The present study has shown typical causes of death related to NF1, but the clinician dealing with NF1 should be aware of a number of potentially preventable deaths. Quadriparesis leading to respiratory failure due to cord compression and postoperative bleeding into plexiform tumours are known complications of NF1. At least nine deaths were due to complications of radiotherapy that would not now be given for NF1-related optic gliomas.15, 16 Although optic gliomas in NF1 are usually thought to be less aggressive than their sporadic counterparts17 they can occasionally be very aggressive especially in the very early onset tumours18 as seen by three deaths before 4 years of age in the present study. There was some evidence of clustering of malignancy in some families, in particular one family that has been previously reported to have had three generations affected with MPNST and rhabdomyosarcoma,19 the most recent case having a malignant gastrointestinal stromal tumour (GIST).

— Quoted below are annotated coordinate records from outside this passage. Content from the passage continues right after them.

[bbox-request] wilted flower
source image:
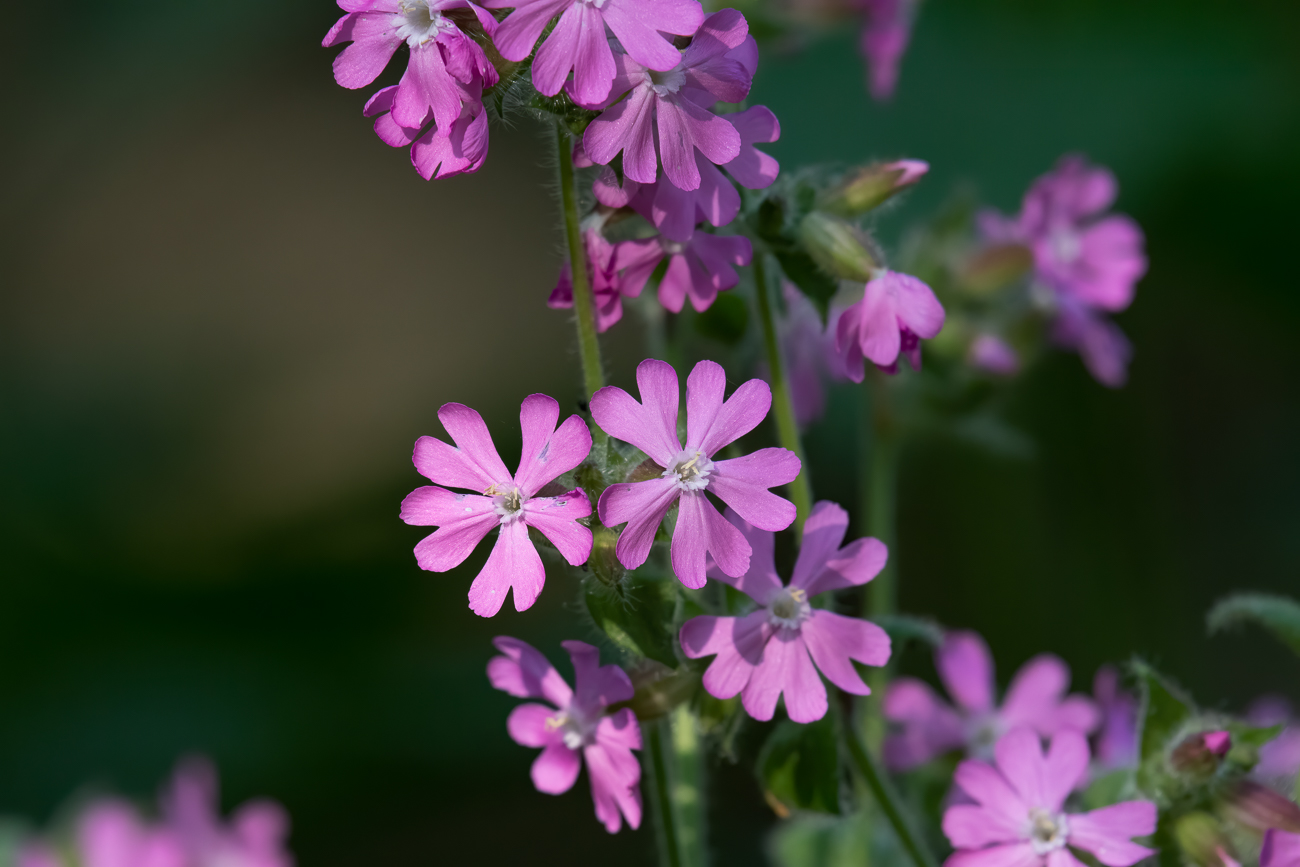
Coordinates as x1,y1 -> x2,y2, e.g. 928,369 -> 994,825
681,500 -> 889,723
402,394 -> 592,617
592,359 -> 800,588
488,636 -> 641,833
944,728 -> 1156,867
884,632 -> 1099,770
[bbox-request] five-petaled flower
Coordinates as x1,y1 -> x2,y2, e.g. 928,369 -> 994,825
592,359 -> 800,588
402,394 -> 592,617
488,637 -> 641,833
681,500 -> 889,723
944,728 -> 1156,867
884,632 -> 1099,770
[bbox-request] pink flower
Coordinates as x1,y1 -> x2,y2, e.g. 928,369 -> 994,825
592,359 -> 800,588
944,728 -> 1156,867
482,0 -> 705,104
402,394 -> 592,617
488,636 -> 641,835
680,500 -> 889,723
614,229 -> 754,313
884,632 -> 1099,771
582,9 -> 753,191
17,799 -> 188,867
1260,828 -> 1300,867
324,0 -> 497,131
160,758 -> 294,867
835,270 -> 944,382
858,0 -> 915,101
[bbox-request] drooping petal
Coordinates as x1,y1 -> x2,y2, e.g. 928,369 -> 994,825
488,636 -> 573,707
709,447 -> 800,533
802,608 -> 891,695
469,520 -> 546,617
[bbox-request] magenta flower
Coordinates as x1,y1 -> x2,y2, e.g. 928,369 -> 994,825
582,9 -> 753,191
884,632 -> 1099,771
592,359 -> 800,588
488,636 -> 641,835
944,728 -> 1156,867
482,0 -> 705,105
835,270 -> 944,382
1260,828 -> 1300,867
160,758 -> 294,867
614,229 -> 754,313
324,0 -> 497,130
402,394 -> 592,617
680,500 -> 889,723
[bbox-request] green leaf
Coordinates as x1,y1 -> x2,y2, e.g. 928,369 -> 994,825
1205,593 -> 1300,654
585,572 -> 677,668
758,714 -> 840,812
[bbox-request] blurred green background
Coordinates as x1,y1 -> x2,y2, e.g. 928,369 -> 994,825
0,0 -> 1300,867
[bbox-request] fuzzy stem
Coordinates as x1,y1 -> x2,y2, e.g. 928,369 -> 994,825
555,121 -> 605,399
754,251 -> 813,534
840,701 -> 939,867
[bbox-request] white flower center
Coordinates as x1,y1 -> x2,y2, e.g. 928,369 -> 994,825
767,588 -> 813,629
397,0 -> 456,48
663,450 -> 714,491
1027,807 -> 1070,855
646,64 -> 686,96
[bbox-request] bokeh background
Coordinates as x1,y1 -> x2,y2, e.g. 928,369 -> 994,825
0,0 -> 1300,867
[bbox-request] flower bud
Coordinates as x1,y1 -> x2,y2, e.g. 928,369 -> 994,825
819,160 -> 930,217
1219,780 -> 1300,833
800,211 -> 880,283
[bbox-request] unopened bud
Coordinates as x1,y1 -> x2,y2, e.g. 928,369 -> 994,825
800,211 -> 880,283
1219,780 -> 1300,833
819,160 -> 930,217
957,244 -> 1034,295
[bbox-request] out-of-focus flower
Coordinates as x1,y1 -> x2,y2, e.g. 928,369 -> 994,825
592,359 -> 800,588
681,500 -> 889,723
402,394 -> 592,617
582,9 -> 753,191
488,636 -> 641,833
1092,666 -> 1138,770
1245,695 -> 1300,794
159,758 -> 294,867
835,270 -> 944,382
944,728 -> 1156,867
482,0 -> 705,104
884,632 -> 1100,771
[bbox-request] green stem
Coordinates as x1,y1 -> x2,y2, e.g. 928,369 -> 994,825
555,121 -> 605,402
840,701 -> 939,867
754,251 -> 813,534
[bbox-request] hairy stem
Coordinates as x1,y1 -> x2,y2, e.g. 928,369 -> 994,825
555,122 -> 605,399
754,251 -> 813,534
840,701 -> 939,867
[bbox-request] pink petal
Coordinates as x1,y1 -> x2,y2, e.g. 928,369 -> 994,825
529,744 -> 582,794
469,521 -> 546,617
801,608 -> 889,695
488,636 -> 573,707
592,359 -> 681,467
935,632 -> 993,714
1070,801 -> 1159,867
593,478 -> 681,569
506,702 -> 560,747
709,448 -> 800,533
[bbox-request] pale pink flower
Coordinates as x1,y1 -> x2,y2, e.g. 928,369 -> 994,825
944,728 -> 1156,867
402,394 -> 592,617
680,500 -> 889,723
884,632 -> 1100,771
592,359 -> 800,588
488,636 -> 641,833
835,270 -> 944,382
482,0 -> 705,104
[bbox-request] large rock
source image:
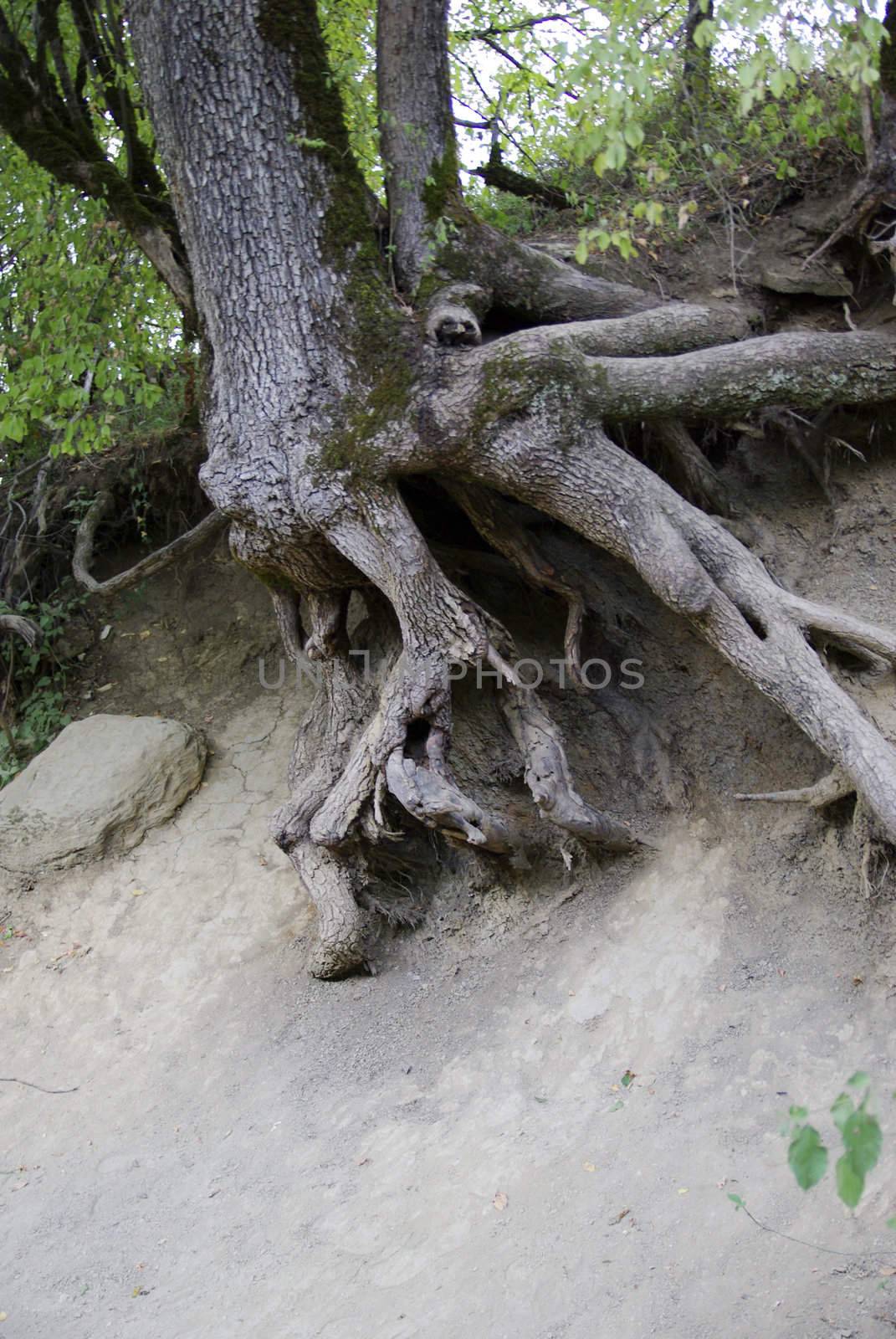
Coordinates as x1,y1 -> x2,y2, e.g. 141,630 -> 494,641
0,715 -> 205,875
760,256 -> 852,297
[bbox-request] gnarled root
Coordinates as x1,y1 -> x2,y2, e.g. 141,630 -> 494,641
468,406 -> 896,837
733,767 -> 856,808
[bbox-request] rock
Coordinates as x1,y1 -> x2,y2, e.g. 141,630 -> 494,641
760,256 -> 852,297
0,715 -> 205,875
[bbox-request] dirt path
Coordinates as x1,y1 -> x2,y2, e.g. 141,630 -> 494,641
0,675 -> 896,1339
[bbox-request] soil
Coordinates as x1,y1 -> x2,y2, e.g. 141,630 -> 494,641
0,233 -> 896,1339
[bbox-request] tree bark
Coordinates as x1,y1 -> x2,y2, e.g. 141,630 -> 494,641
376,0 -> 459,293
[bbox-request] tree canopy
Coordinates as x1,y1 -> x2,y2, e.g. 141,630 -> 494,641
0,0 -> 887,462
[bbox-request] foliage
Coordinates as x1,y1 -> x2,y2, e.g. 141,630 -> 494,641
784,1070 -> 883,1209
454,0 -> 883,261
0,600 -> 79,786
0,147 -> 180,458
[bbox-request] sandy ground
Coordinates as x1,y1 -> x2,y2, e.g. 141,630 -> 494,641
0,444 -> 896,1339
0,680 -> 896,1339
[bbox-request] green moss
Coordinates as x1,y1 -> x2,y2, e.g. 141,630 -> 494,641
470,350 -> 541,438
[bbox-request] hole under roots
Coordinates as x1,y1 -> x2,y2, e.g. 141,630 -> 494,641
404,721 -> 430,762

The current study has shown that most of the excess mortality in NF1 exists before 50 years of age and that NF1 does not clearly contribute to more than a small minority of deaths after that age. Therefore individuals living beyond 50 years without a serious NF1 complication could expect to live a near normal life expectancy. Although the current study has attempted to address most of the ascertainment biases inherent in such research the ideal study has not yet been performed. This would need to cover a cohort of NF1 patients identified with complete ascertainment and followed until every patient had died. This could be achieved with the 384 regional patients born between 1974–1993 in our present cohort,12 but would obviously take potentially 70 years or more to mature. The 212 nationwide cohort of NF1 patients identified by Sorensen et al1 is close to maturity but this clearly was not a fully ascertained population.